El Gobierno promete inversiones millonarias a partir de la Ley Bases y sus beneficios a los grandes proyectos extractivistas. Para eso garantiza represión y persecución judicial. En los territorios se gestan las resistencias.

El denominador común es la violencia. Las dos principales cartas políticas que mostró Javier Milei desde que llegó a la Casa Rosada (el DNU 70/23 y el proyecto de Ley Bases) sólo pueden llevarse adelante con represión estatal. La avanzada extractivista, favorecida por el RIGI (Régimen de incentivo para grandes inversiones) contenido en los artículos de la Ley Bases, ya prevé la resistencia de las comunidades indígenas, organizaciones y asambleas socioambientales de vecinas y vecinos en los territorios donde se pretenden emplazar megaproyectos de más de 200 millones de dólares de inversión. Algunos de los sectores favorecidos serían turismo, infraestructura, minería, tecnología, siderurgia, energía, petróleo, gas e industria forestal.

En este sentido, desde el Ministerio de Seguridad, comandado por Patricia Bullrich, anunciaron la creación de una “Unidad de Seguridad Productiva” (Resolución 499/2004).
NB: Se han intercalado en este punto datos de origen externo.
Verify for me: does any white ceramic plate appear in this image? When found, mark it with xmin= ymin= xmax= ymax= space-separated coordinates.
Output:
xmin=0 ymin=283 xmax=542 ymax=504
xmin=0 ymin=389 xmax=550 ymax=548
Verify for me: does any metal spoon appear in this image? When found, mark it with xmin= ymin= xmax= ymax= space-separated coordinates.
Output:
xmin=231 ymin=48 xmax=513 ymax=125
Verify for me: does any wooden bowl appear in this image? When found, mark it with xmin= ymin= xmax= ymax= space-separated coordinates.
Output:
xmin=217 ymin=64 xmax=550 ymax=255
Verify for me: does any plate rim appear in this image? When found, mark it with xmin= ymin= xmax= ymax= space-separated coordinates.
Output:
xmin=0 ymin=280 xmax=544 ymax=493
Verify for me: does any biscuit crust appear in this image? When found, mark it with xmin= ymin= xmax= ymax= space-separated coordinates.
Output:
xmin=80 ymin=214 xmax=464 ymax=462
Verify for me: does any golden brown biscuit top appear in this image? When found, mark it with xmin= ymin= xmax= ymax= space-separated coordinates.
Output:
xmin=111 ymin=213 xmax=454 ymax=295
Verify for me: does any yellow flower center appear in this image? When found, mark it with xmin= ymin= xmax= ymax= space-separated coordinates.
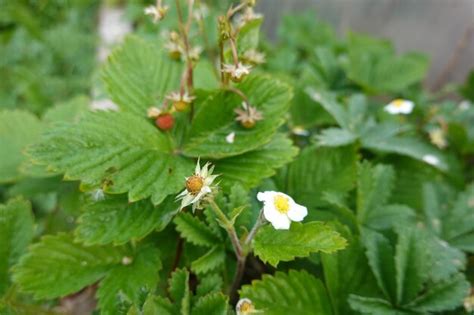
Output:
xmin=273 ymin=195 xmax=290 ymax=214
xmin=186 ymin=175 xmax=204 ymax=195
xmin=392 ymin=98 xmax=405 ymax=108
xmin=239 ymin=301 xmax=254 ymax=314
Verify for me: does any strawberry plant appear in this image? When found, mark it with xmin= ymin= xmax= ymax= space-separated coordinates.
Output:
xmin=0 ymin=0 xmax=474 ymax=315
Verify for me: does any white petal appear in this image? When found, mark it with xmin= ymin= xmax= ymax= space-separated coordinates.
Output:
xmin=288 ymin=202 xmax=308 ymax=222
xmin=225 ymin=132 xmax=235 ymax=143
xmin=257 ymin=190 xmax=277 ymax=203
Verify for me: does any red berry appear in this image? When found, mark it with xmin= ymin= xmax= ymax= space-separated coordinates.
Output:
xmin=155 ymin=113 xmax=174 ymax=131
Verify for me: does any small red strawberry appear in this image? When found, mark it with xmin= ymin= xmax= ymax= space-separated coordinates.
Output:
xmin=155 ymin=113 xmax=174 ymax=131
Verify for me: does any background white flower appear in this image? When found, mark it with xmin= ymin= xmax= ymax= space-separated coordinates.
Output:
xmin=385 ymin=99 xmax=415 ymax=115
xmin=257 ymin=191 xmax=308 ymax=230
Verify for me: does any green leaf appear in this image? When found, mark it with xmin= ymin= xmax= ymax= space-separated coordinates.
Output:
xmin=30 ymin=112 xmax=193 ymax=204
xmin=362 ymin=230 xmax=397 ymax=301
xmin=215 ymin=133 xmax=298 ymax=189
xmin=196 ymin=273 xmax=224 ymax=297
xmin=191 ymin=246 xmax=225 ymax=274
xmin=439 ymin=185 xmax=474 ymax=252
xmin=253 ymin=222 xmax=347 ymax=266
xmin=75 ymin=195 xmax=178 ymax=245
xmin=169 ymin=269 xmax=191 ymax=315
xmin=306 ymin=88 xmax=352 ymax=130
xmin=102 ymin=36 xmax=182 ymax=117
xmin=316 ymin=128 xmax=358 ymax=147
xmin=321 ymin=224 xmax=379 ymax=315
xmin=174 ymin=212 xmax=221 ymax=247
xmin=191 ymin=293 xmax=229 ymax=315
xmin=349 ymin=295 xmax=413 ymax=315
xmin=361 ymin=125 xmax=449 ymax=171
xmin=239 ymin=270 xmax=332 ymax=315
xmin=0 ymin=199 xmax=34 ymax=296
xmin=0 ymin=110 xmax=43 ymax=183
xmin=13 ymin=234 xmax=124 ymax=299
xmin=279 ymin=146 xmax=357 ymax=208
xmin=357 ymin=162 xmax=395 ymax=224
xmin=346 ymin=35 xmax=429 ymax=93
xmin=395 ymin=226 xmax=431 ymax=304
xmin=97 ymin=246 xmax=161 ymax=315
xmin=42 ymin=96 xmax=91 ymax=124
xmin=183 ymin=75 xmax=292 ymax=159
xmin=409 ymin=273 xmax=470 ymax=313
xmin=237 ymin=18 xmax=263 ymax=54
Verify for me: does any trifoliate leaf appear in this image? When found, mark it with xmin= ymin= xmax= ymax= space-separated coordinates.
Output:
xmin=102 ymin=36 xmax=182 ymax=117
xmin=0 ymin=199 xmax=34 ymax=295
xmin=278 ymin=146 xmax=357 ymax=208
xmin=97 ymin=246 xmax=161 ymax=315
xmin=0 ymin=110 xmax=43 ymax=183
xmin=174 ymin=213 xmax=221 ymax=247
xmin=191 ymin=293 xmax=229 ymax=315
xmin=183 ymin=75 xmax=292 ymax=159
xmin=362 ymin=230 xmax=397 ymax=301
xmin=191 ymin=246 xmax=225 ymax=274
xmin=321 ymin=224 xmax=379 ymax=315
xmin=75 ymin=195 xmax=178 ymax=245
xmin=30 ymin=112 xmax=193 ymax=204
xmin=13 ymin=234 xmax=124 ymax=299
xmin=215 ymin=134 xmax=298 ymax=188
xmin=253 ymin=222 xmax=347 ymax=266
xmin=239 ymin=270 xmax=332 ymax=315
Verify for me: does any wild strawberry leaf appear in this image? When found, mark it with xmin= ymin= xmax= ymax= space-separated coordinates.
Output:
xmin=183 ymin=75 xmax=292 ymax=159
xmin=102 ymin=36 xmax=182 ymax=117
xmin=30 ymin=112 xmax=193 ymax=204
xmin=0 ymin=110 xmax=43 ymax=183
xmin=215 ymin=133 xmax=298 ymax=188
xmin=75 ymin=196 xmax=178 ymax=245
xmin=0 ymin=199 xmax=34 ymax=295
xmin=13 ymin=234 xmax=125 ymax=299
xmin=97 ymin=245 xmax=161 ymax=315
xmin=277 ymin=146 xmax=357 ymax=208
xmin=239 ymin=270 xmax=332 ymax=315
xmin=253 ymin=222 xmax=347 ymax=266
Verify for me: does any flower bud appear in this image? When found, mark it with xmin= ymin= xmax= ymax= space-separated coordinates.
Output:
xmin=155 ymin=113 xmax=174 ymax=131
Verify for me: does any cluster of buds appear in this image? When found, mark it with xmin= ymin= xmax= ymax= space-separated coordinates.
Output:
xmin=147 ymin=107 xmax=174 ymax=131
xmin=166 ymin=92 xmax=195 ymax=112
xmin=235 ymin=102 xmax=263 ymax=129
xmin=144 ymin=0 xmax=169 ymax=23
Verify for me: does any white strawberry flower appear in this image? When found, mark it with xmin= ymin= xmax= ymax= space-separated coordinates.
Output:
xmin=176 ymin=160 xmax=219 ymax=212
xmin=225 ymin=131 xmax=235 ymax=144
xmin=384 ymin=98 xmax=415 ymax=115
xmin=222 ymin=62 xmax=252 ymax=82
xmin=423 ymin=154 xmax=440 ymax=166
xmin=235 ymin=298 xmax=260 ymax=315
xmin=257 ymin=191 xmax=308 ymax=230
xmin=144 ymin=1 xmax=169 ymax=23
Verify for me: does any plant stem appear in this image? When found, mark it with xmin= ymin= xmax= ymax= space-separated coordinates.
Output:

Este nuevo organismo, al mando de Alfredo Martín Culatto, que operará bajo la órbita de la Dirección Nacional de Operaciones y Despliegue Territorial dependiente de la Subsecretaría de Despliegue Territorial de la Secretaría de Seguridad, según el Boletín Oficial del 13/6/24, tendrá como funciones:

Analizar las situaciones de inseguridad que presentan o pueden previsiblemente presentar sectores de la economía que, a causa de su gran contribución al crecimiento del país debido al volumen de su producción, a la magnitud de su aporte, a la sensibilidad del material derivado de su actividad o al alto valor de sus productos, requieren de un cuidado especial en el proceso de elaboración o en el transporte de las mercaderías.

Brindar, cuando proceda, bajo el exclusivo criterio del Ministerio de Seguridad y con carácter excepcional, en consenso con las jurisdicciones provinciales, la seguridad que demandan las situaciones enunciadas en el inciso anterior.

A su vez, explicita que “la selección de los sectores o empresas individuales que podrán ocasionalmente recibir la atención de la unidad de seguridad productiva será una decisión que quedará exclusivamente a criterio de esta cartera o de las órdenes que recibiere del Poder Ejecutivo, en función de la evaluación de riesgos o la situación particular de la entidad en un determinado momento, o la repercusión de los hechos de inseguridad en el quehacer racional y en la opinión pública”.

Meter bala para que entren las inversiones

La titular del Ministerio de Seguridad dio el siguiente paso para asegurar la implementación del RIGI y el vendaval de inversiones que persigue la gestión liberal: “Estamos pensando en cuidar toda la zona minera del país con sistemas electrónicos y llegando a todas las empresas”, apuntó durante el lanzamiento del programa de Seguridad Productiva, y adelantó que se enviará una dotación de Gendarmería a Añelo (Neuquén), localidad núcleo de Vaca Muerta, para asegurar la explotación petrolera.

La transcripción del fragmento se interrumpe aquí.